Nice! Even though the `times_two` function does not literally return `2 * x`,
SAW is able to confirm that the function behaves as if it were implemented that
way.

## `Term`s and other types

Now that we know how Cryptol can be used within SAW, we can go back and explain
what the `mir_term` function does. It is helpful to examine the type of
`mir_term` by using SAW's interactive mode. To do so, run the `saw` binary
without any other arguments:

:::{code-block} console
$ saw
:::

Then run `enable_experimental` (to enable MIR-related commands) and run `:type
mir_term`:

:::{code-block} console
sawscript> enable_experimental
sawscript> :type mir_term
Term -> MIRValue
:::

Here, we see that `mir_term` accepts a `Term` as an argument and returns a
`MIRValue`. In this context, the `Term` type represents a Cryptol value, and
the `MIRValue` type represents SAW-related MIR values. `Term`s can be thought
of as a subset of `MIRValue`s, and the `mir_term` function is used to promote a
`Term` to a `MIRValue`.

Most other MIR-related commands work over `MIRValue`s, as can be seen with
SAW's `:type` command:

:::{code-block} console
sawscript> :type mir_execute_func
[MIRValue] -> MIRSetup ()
sawscript> :type mir_return
MIRValue -> MIRSetup ()
:::

Note that `MIRSetup` is the type of statements in a MIR specification, and two
`MIRSetup`-typed commands can be chained together by using `do`-notation.
Writing `MIRSetup ()` means that the statement does not return anything
interesting, and the use of `()` here is very much analogous to how `()` is
used in Rust. There are other `MIRSetup`-typed commands that _do_ return
something interesting, as is the case with `mir_fresh_var`:

:::{code-block} console
sawscript> :type mir_fresh_var
String -> MIRType -> MIRSetup Term
:::

This command returns a `MIRSetup Term`, which means that when you write `x <-
mir_fresh_var ... ...` in a MIR specification, then `x` will be bound at type
`Term`.

Values of type `Term` have the property that they can be embedded into Cryptol
expression that are enclosed in double curly braces `{{ ... }}`. This is why
our earlier `{{ 2 * x }}` example works, as `x` is of type `Term`.

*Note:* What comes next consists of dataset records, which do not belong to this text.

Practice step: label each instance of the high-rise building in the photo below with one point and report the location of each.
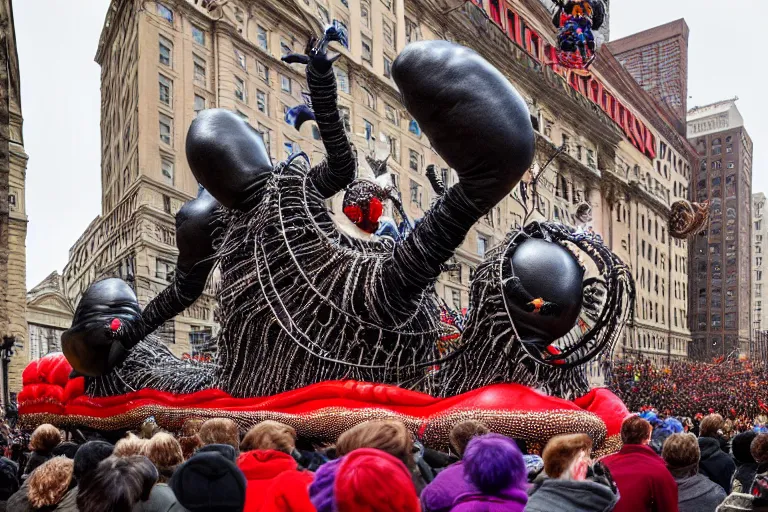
(721, 273)
(759, 250)
(610, 151)
(657, 59)
(13, 217)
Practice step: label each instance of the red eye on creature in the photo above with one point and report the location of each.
(375, 209)
(354, 213)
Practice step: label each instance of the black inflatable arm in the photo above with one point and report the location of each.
(479, 124)
(557, 15)
(437, 183)
(338, 169)
(197, 224)
(228, 157)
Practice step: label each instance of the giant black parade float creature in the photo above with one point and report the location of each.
(322, 330)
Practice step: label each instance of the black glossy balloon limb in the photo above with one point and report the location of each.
(471, 114)
(91, 345)
(299, 115)
(228, 157)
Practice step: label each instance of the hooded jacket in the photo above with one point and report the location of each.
(569, 496)
(448, 485)
(19, 502)
(714, 464)
(644, 482)
(274, 482)
(161, 499)
(743, 477)
(698, 493)
(508, 500)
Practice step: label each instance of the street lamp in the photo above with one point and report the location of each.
(6, 352)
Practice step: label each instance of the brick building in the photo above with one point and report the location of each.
(759, 250)
(721, 272)
(13, 217)
(658, 60)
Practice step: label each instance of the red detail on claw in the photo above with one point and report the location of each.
(375, 209)
(354, 213)
(554, 351)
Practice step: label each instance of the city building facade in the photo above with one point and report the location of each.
(721, 272)
(657, 59)
(759, 250)
(607, 146)
(49, 314)
(13, 217)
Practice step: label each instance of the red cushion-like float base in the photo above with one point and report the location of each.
(324, 410)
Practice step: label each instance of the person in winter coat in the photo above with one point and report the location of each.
(495, 467)
(715, 464)
(117, 484)
(210, 482)
(365, 480)
(713, 426)
(9, 483)
(440, 494)
(87, 458)
(46, 488)
(567, 488)
(644, 482)
(759, 451)
(274, 479)
(43, 441)
(390, 436)
(220, 431)
(695, 492)
(755, 502)
(164, 451)
(746, 467)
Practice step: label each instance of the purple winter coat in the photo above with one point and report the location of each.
(448, 485)
(508, 500)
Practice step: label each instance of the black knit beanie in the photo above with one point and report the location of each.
(89, 455)
(225, 450)
(209, 482)
(740, 447)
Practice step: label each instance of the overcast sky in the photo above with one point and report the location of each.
(60, 99)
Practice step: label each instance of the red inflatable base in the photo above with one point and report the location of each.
(322, 411)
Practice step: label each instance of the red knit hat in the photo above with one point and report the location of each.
(370, 480)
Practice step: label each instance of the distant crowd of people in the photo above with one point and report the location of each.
(378, 466)
(731, 387)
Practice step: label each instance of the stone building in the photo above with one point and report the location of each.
(610, 149)
(13, 217)
(49, 314)
(759, 250)
(721, 273)
(658, 60)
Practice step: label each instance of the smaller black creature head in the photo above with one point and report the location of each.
(107, 320)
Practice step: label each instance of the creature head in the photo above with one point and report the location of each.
(107, 318)
(554, 318)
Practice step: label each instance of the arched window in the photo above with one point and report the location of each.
(370, 99)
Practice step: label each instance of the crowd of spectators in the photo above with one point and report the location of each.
(379, 466)
(733, 388)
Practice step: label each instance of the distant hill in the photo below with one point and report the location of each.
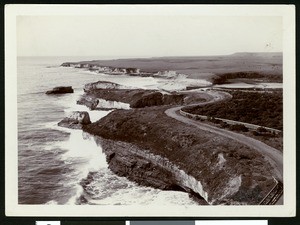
(204, 67)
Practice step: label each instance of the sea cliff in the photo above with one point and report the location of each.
(142, 145)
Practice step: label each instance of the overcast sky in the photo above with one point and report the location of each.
(146, 35)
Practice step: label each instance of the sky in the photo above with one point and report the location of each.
(180, 35)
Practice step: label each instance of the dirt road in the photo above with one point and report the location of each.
(273, 155)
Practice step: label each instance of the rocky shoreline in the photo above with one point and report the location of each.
(148, 147)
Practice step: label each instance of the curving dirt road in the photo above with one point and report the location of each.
(273, 155)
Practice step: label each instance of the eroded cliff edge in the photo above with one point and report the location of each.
(147, 146)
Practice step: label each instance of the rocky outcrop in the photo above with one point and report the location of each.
(89, 102)
(75, 120)
(144, 143)
(60, 90)
(147, 169)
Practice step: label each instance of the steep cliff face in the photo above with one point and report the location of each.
(221, 171)
(148, 169)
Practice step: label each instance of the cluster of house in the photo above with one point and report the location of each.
(103, 69)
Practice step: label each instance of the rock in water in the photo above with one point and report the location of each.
(60, 90)
(75, 120)
(89, 102)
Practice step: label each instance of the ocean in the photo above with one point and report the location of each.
(63, 166)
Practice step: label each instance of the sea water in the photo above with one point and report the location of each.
(63, 166)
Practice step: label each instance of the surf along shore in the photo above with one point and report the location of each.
(152, 148)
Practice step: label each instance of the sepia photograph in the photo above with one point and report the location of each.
(150, 110)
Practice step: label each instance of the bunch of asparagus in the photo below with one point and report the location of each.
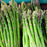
(9, 26)
(32, 29)
(29, 18)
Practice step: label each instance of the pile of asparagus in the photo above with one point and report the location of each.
(25, 18)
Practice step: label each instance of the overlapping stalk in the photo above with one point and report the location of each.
(31, 19)
(7, 31)
(9, 25)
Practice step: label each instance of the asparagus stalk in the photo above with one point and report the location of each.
(46, 21)
(30, 23)
(26, 35)
(32, 43)
(9, 25)
(6, 30)
(13, 25)
(5, 36)
(1, 44)
(40, 33)
(17, 21)
(35, 30)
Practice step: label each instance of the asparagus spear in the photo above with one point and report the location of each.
(17, 21)
(9, 25)
(40, 32)
(6, 30)
(35, 30)
(1, 43)
(30, 24)
(46, 21)
(5, 36)
(13, 25)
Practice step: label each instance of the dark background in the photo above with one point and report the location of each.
(43, 6)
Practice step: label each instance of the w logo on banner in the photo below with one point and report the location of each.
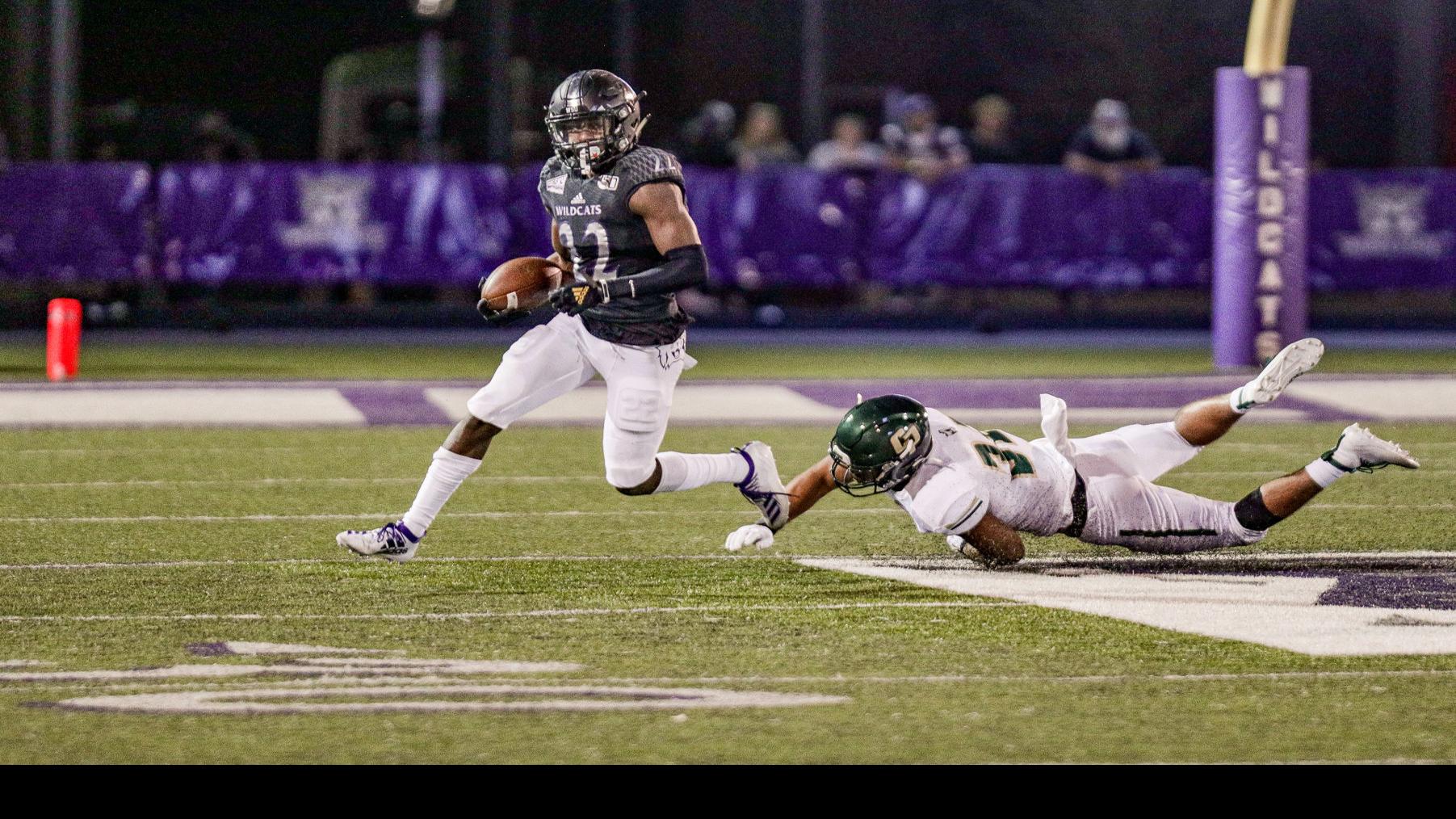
(335, 210)
(1392, 225)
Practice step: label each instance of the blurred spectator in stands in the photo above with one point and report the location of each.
(762, 141)
(990, 132)
(214, 139)
(1110, 146)
(850, 149)
(919, 146)
(705, 137)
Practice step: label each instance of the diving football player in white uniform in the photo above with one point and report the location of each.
(983, 489)
(620, 217)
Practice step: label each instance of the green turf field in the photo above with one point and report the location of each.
(638, 592)
(103, 360)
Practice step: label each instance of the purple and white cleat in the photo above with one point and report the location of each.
(763, 487)
(392, 541)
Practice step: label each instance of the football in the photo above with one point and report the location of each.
(520, 284)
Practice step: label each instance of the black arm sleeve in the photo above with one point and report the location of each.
(682, 268)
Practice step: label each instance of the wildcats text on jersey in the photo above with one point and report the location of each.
(576, 210)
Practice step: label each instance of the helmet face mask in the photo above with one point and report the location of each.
(593, 119)
(879, 445)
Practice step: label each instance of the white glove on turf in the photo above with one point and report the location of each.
(753, 534)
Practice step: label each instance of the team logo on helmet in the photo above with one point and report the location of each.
(904, 440)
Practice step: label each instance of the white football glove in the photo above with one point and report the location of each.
(753, 534)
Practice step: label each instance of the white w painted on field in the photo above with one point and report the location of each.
(326, 679)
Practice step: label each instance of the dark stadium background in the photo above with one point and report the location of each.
(1047, 56)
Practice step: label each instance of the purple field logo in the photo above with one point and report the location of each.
(1320, 603)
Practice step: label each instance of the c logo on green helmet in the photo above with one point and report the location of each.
(904, 440)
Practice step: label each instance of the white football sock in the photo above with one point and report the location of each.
(690, 471)
(444, 477)
(1235, 398)
(1324, 472)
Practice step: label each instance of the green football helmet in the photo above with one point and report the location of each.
(879, 445)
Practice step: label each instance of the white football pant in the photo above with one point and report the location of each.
(1127, 509)
(560, 356)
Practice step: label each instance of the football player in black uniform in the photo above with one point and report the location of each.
(620, 225)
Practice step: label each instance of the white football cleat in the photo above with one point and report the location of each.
(392, 541)
(763, 487)
(1290, 363)
(1359, 449)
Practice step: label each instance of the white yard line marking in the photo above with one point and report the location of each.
(547, 514)
(415, 480)
(1056, 561)
(360, 561)
(787, 679)
(280, 481)
(185, 405)
(1278, 472)
(522, 614)
(1278, 610)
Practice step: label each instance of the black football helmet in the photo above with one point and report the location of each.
(600, 98)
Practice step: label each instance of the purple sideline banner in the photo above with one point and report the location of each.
(69, 222)
(1382, 229)
(1002, 226)
(319, 223)
(787, 226)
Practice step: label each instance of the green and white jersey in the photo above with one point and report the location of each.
(973, 472)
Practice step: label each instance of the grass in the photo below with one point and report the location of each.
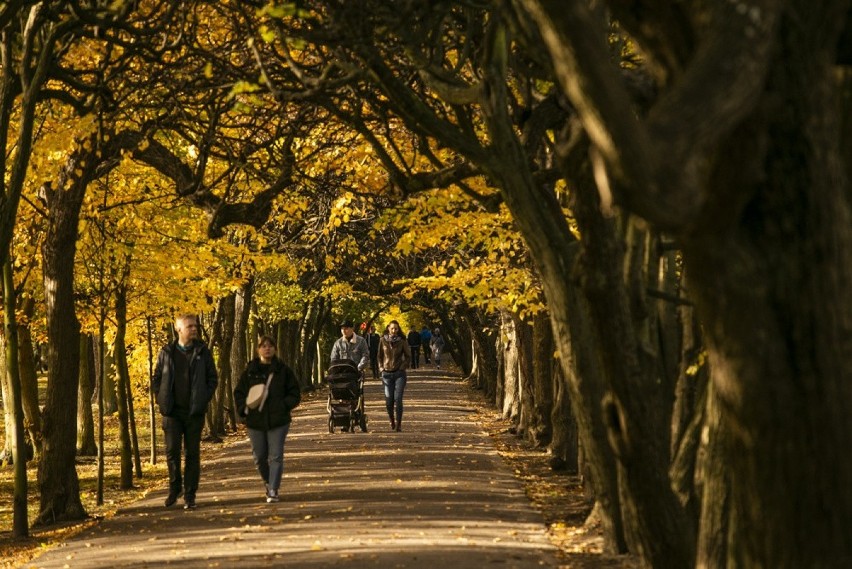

## Preconditions and postconditions

As a sanity check, let's write a naïve version of `times_two` that explicitly
returns `2 * x`:

:::{literalinclude} code/times-two.rs
:lines: 5-7
:language: rust
:::

It seems like we should be able to verify this `times_two_ref` function using
the same spec that we used for `times_two`:

:::{literalinclude} code/times-two-ref-fail.saw
:lines: 11
:language: sawscript
:::

Somewhat surprisingly, SAW fails to verify this function:

:::{code-block} console
$ saw times-two-ref-fail.saw



[18:58:22.578] Loading file "times-two-ref-fail.saw"
[18:58:22.608] Verifying times_two/56182919::times_two_ref[0] ...
[18:58:22.621] Simulating times_two/56182919::times_two_ref[0] ...
[18:58:22.622] Checking proof obligations times_two/56182919::times_two_ref[0] ...
[18:58:22.640] Subgoal failed: times_two/56182919::times_two_ref[0] attempt to compute `const 2_u32 * move _2`, which would overflow
[18:58:22.640] SolverStats {solverStatsSolvers = fromList ["SBV->Z3"], solverStatsGoalSize = 375}
[18:58:22.640] ----------Counterexample----------
[18:58:22.640]   x: 2147483648
[18:58:22.640] Stack trace:
"mir_verify" (times-two-ref-fail.saw:11:1-11:11)
Proof failed.
:::

The "`which would overflow`" portion of the error message suggests what went
wrong. When a Rust program is compiled with debug settings (which is the
default for `rustc` and `saw-rustc`), arithmetic operations such as
multiplication will check if the result of the operation can fit in the
requested number of bits. If not, the program will raise an error.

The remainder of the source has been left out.